Studio album by Die Toten Hosen
- Released: May 5, 2017
- Genre: Punk, rock
- Length: 49:51
- Label: JKP
- Producer: Vincent Sorg, Tobias Kuhn

Die Toten Hosen chronology
| Entartete Musik – Willkommen in Deutschland (2013) | Laune der Natur (2017) | Das Laune der Natour-Finale (2019) |

Singles from Laune der Natur
- "Unter den Wolken" Released: 7 April 2017; "Wannsee" Released: 7 July 2017; "Alles passiert" Released: 5 November 2017; "Laune der Natur" Released: 4 May 2018;

= Laune der Natur =

Laune der Natur ("Whim of Nature") is the sixteenth studio album by German band Die Toten Hosen.
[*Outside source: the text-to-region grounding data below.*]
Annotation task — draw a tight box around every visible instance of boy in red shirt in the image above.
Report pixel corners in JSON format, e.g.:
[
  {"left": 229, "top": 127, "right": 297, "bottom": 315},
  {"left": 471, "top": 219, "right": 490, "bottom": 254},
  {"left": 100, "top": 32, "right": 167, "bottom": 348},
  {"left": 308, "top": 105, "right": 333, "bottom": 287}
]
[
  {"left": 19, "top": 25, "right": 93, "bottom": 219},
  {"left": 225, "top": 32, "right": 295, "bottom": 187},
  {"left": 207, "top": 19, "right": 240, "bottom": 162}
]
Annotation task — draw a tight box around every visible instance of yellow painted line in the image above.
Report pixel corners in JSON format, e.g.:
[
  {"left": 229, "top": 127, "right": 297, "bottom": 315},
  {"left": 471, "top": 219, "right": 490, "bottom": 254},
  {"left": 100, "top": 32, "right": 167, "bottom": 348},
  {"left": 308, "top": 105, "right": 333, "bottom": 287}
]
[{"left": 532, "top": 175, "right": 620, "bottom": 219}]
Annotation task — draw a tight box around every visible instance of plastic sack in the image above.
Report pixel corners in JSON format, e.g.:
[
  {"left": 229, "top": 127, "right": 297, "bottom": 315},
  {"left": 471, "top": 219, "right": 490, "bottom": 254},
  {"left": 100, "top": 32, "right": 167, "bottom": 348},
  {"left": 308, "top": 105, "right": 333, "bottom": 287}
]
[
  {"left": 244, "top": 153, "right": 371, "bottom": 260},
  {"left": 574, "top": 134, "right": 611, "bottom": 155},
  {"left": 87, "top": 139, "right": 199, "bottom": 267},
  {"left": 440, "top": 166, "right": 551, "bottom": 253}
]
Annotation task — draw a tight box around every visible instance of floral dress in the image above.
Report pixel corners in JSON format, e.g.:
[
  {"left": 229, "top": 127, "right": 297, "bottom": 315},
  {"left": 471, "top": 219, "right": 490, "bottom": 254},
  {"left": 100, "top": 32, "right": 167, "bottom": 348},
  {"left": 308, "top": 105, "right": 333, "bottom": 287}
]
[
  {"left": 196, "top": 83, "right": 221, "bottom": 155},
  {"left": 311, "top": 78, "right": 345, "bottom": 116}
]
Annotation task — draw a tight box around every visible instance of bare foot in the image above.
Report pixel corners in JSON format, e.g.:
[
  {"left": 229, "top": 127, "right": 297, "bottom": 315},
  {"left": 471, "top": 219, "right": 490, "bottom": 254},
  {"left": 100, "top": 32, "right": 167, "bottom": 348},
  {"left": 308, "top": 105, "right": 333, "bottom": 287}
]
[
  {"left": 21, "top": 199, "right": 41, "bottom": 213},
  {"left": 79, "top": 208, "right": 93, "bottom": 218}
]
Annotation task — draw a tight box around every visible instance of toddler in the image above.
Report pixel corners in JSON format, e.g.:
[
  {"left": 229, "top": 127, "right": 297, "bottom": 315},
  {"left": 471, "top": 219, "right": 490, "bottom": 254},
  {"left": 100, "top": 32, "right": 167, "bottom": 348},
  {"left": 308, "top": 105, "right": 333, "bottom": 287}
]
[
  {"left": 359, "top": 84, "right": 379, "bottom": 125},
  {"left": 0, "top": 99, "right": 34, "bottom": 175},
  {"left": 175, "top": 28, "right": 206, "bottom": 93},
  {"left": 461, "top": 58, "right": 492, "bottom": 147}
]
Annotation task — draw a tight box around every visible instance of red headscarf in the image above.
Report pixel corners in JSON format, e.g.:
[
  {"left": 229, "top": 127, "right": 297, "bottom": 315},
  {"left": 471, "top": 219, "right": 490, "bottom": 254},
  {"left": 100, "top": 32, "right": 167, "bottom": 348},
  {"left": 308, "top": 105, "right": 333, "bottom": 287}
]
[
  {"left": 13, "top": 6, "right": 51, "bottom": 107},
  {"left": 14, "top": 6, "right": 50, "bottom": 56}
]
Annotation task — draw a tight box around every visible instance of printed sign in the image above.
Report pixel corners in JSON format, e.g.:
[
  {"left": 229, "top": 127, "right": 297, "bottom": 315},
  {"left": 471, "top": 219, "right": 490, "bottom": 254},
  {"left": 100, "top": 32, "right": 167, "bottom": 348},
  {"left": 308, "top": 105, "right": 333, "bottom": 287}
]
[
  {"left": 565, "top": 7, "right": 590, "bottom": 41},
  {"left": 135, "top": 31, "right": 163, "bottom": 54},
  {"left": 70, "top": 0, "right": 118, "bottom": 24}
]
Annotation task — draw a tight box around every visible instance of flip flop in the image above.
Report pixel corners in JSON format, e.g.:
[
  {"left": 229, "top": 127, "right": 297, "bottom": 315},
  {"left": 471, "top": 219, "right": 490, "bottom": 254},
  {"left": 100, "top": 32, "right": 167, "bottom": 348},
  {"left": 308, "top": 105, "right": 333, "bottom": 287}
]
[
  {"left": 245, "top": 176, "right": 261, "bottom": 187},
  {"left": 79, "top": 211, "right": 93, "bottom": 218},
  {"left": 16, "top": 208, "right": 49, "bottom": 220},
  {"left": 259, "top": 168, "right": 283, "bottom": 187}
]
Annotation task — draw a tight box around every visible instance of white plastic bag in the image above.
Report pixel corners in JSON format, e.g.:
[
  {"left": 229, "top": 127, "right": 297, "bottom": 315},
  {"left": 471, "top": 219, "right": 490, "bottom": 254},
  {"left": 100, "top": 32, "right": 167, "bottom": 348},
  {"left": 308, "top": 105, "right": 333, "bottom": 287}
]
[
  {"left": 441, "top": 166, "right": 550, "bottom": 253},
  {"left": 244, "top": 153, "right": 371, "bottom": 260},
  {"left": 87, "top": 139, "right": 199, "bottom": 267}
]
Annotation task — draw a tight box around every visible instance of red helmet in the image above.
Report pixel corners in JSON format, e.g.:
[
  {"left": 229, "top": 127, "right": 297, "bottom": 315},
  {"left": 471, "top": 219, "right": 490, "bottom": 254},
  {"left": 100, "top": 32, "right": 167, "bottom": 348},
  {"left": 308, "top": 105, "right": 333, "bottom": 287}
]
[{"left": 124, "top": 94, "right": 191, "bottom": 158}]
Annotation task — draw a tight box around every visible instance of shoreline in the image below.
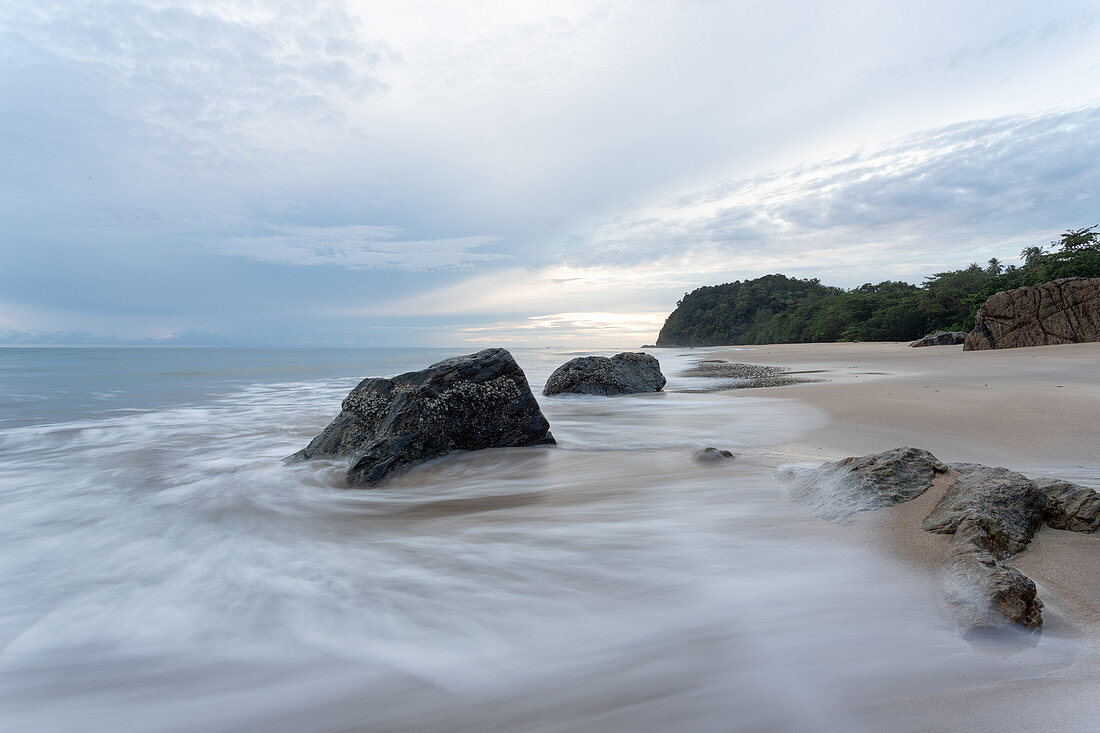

It was produced by Vincent Sorg and released both as a single and a double album together with the album Learning English Lesson Two on May 5, 2017 on the band's own label JKP. The additional album Learning English Lesson Two contains cover versions in English only and is not available separately.

== Tracklist ==
Laune der Natur contains 15 German-language titles that deal with death, loss (most notably those of Jochen Hülder and Wolfgang Rohde, their former manager and drummer, respectively) and transience of relationships. As with the previous studio album Ballast der Republik, some of the lyrics are a collaboration between Campino, the band's front man, and the hip-hop musician Marteria. The music title Unter den Wolken was added to the album as the first single in April 2017.
1. Urknall ("Big Bang") – 2:28 (Musik: Michael Breitkopf, Andreas Meurer /Text: Campino, Marteria)
2. Alles mit nach Hause ("Everything Home") – 3:18 (Andreas von Holst, Vincent Sorg / Campino)
3. Wannsee – 3:04 (von Holst, Sorg, Meurer / Campino, Marteria)
4. Unter den Wolken ("Below the Clouds") – 3:34 (Andreas von Holst / Campino, Marteria)
5. Pop & Politik ("Pop & Politics") – 2:53 (Tobias Kuhn, Campino / Campino)
6. Laune der Natur ("Whim of Nature") – 3:25 (Campino, Marteria / Jadu Laciny, Marteria, Campino)
7. Energie ("Energy") – 2:47 (Campino, Breitkopf / Marteria, Campino)
8. Alles passiert ("Everything happens") – 4:07 (Meurer, Sorg, Meurer / Campino, Marteria)
9. Die Schöne und das Biest ("The Beauty and the Beast") – 3:30 (Campino / Campino, Marteria)
10. Eine Handvoll Erde ("A handful of soil") – 4:40 (Andreas von Holst, Meurer / Campino)
11. Wie viele Jahre (Hasta la Muerte) ("How many Years (until Death)")– 3:14 (Breitkopf / Campino)
12. ICE nach Düsseldorf ("ICE to Düsseldorf") – 2:10 (Meurer, Kuhn / Campino)
13. Geisterhaus ("Haunted House") – 3:14 (von Holst / Campino, Marteria)
14. Lass los ("Let go") – 3:28 (Breitkopf / Campino)
15. Kein Grund zur Traurigkeit ("No Reason for Sadness") – 3:59 (Wolfgang Rohde and Cäpt’n Suurbier)

== Personnel ==

- Campino – vocals
- Andreas von Holst – electric guitar
- Michael Breitkopf – electric guitar
- Andreas Meurer – bass guitar
- Vom Ritchie – drums

==Certifications==

| Region | Certification | Certified units/sales |
| Austria (IFPI Austria) | Gold | 7,500^{‡} |
| Germany (BVMI) | 2× Platinum | 400,000^{‡} |
| Switzerland (IFPI Switzerland) | Gold | 10,000^{^} |
^{^} Shipments figures based on certification alone. ^{‡} Sales+streaming figures based on certification alone.